We all stood in amazement as Jonathan’s form sunk right into the sand. There was no plausible explanation for this phenomena. There was no reason for such a vanishing act. Unless, he stumbled into something.
The Arabs began to shout that it was a deserved punishment sent from Allah himself. The Englishmen shouted in unison, “What the deuces is happening?”
It was not Allah, nor was there a reason to blame the devil. What happened was wholly natural. There was only one explanation for that slight melodrama, and it seemed as if I was the only member of the group to have put two and two together.
As I ran to the spot that Jonathan had disappeared, warnings were thrown at my back. I ignored every one of them.
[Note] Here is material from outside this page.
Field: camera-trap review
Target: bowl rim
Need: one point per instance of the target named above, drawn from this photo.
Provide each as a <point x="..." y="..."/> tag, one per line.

Every Arab and Englishman. Every theory of mysticism and godly intervention.
I neared a hole in the desert sand. Curses and profanity rose from the pit. I approached cautiously, so as to not join Jonathan’s number. Peering in, I saw him sitting on a stony surface. His left hand rubbed his nose. This human reaction caused the halfwit to smear blood all over his face. In all honesty, he deserved a broken nose.
However, that is not what demanded my attention. Right behind Jonathan’s crumpled figure was a painting. A painting that covered the entire wall. A painting that was adorned with hieroglyphs and colors. A painting of Akhenaten’s slouched form, rounded belly, and effeminate features sitting on a throne with the hands of Aten’s rays touching his face.